Le peuple en veut au gouvernement, qui n’a pas été capable d’expliquer clairement son action, de convaincre de son bienfondé, et d’être resté loin du cœur de la masse. Il est loin le temps de Bourguiba qui expliquait discours après discours ses objectifs, le fondement de sa politique et la nécessité de sacrifice si besoins. Le peuple en veut à l’opposition, et le triste spectacle qu’elle a offert à l’assemblée des représentants du peuple des années durant. Le peuple en veut à l’UGTT qui est accusée d’avoir représentée un frein à l’investissement et à la prospérité tout en aggravant le chômage.

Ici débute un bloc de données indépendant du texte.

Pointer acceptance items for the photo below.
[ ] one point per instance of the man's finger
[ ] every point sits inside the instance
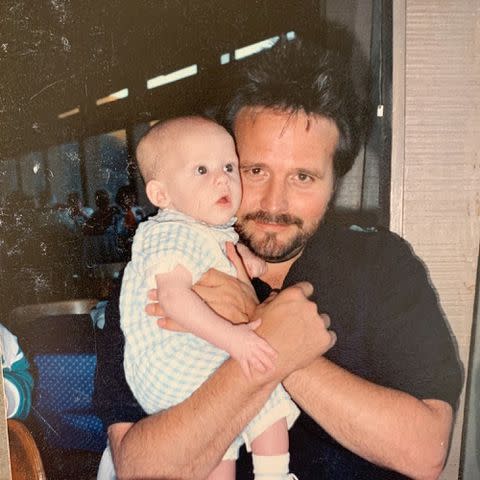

Le peuple a besoin d’hommes d’action, d’hommes forts capables de relever les défis du quotidien, de régler les questions brulantes de la santé, de l’éducation, de la sécurité, comme le relève le sondage de TAACHE TOUNES. Le Tunisien est anxieux, il a peur. Jamais l’incertitude du lendemain n’a été aussi forte, aussi tenace. Les psychiatres le constatent de façon nette dans les discours de leurs patients. Ceux qui le peuvent envoient leurs enfants à l’étranger et ceux qui le peuvent quittent en masse le navire Tunisie. Huit ans de tangages, d’hésitations, de non-gouvernance et de non-planification ont mis à rude épreuves les nerfs de Tunisiens. Ce n’est plus seulement les classes défavorisées qui sont les plus touchées mais désormais les classes moyennes et même la petite bourgeoisie. La révolution de la dignité s’est transformée en révolution de la mendicité, tellement notre endettement est devenu pléthorique. Les questions cruciales de l’emploi et de la corruption n’ont pas été traitées mais au contraire ont été aggravées. Le Tunisien a fait connaissance avec le terrorisme, le discours radical, le rejet de l’autre et le repli identitaire. Il a appris par la grâce de l’UGTT à réclamer des salaires toujours plus importants sans travailler d’avantage et même quand on regarde la situation des mines de phosphates sans travailler du tout.

Toute cette bérézina, fait le lit du vote populiste, du vote irréfléchi et émotionnel. C’est souvent dans les moments de grandes frayeurs ou de grands désespoirs qu’on se tourne vers Dieu ou vers le Diable.